For certain cancers, pregnancy complications, circulatory conditions and mental disorders, the AI model’s predictions were correct more than 80% of the time, the team reported in Nature Medicine.
The researchers don’t yet understand exactly what SleepFM is looking at when it makes a specific disease prediction. They are working on figuring that out, and also on ways to further improve the model’s predictions, perhaps by adding data from wearable devices.
FINGER PRICK MIGHT HELP DIAGNOSE ALZHEIMER’S DISEASE
Dried blood samples collected from a finger prick might someday be used to detect Alzheimer’s disease, new research suggests.
Newly available tests that measure biomarkers in blood linked to Alzheimer’s, such as the p-tau217 protein, are revolutionizing research into the disease and its diagnosis, which previously required invasive brain scans and painful spinal fluid tests.
Practical hurdles remain with the newer blood tests that the dried blood method might address, including how samples are handled and stored and the need for trained staff to collect them.
After obtaining a few drops of blood via finger prick in 337 volunteers and letting the blood dry on a card, researchers found that levels of p-tau217 in the samples closely matched results from standard blood tests. High levels of biomarkers on the dried samples also correlated with the presence of the biomarkers in cerebrospinal fluid, with an accuracy of 86%, they found.

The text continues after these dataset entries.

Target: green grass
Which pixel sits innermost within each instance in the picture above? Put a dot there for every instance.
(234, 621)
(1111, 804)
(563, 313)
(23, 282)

Two other biomarkers, GFAP and NfL, were also successfully measured and showed strong agreement with traditional tests, according to a report of the research published in Nature Medicine.
The authors also found that participants were able to successfully obtain the blood samples themselves, without the guidance of study personnel.
The method is not ready for prime time, but the findings suggest that “this simple technique could make large-scale studies and remote testing possible, including for people with Down syndrome, who face a higher risk of Alzheimer’s disease and for other underserved populations,” the authors said in a statement.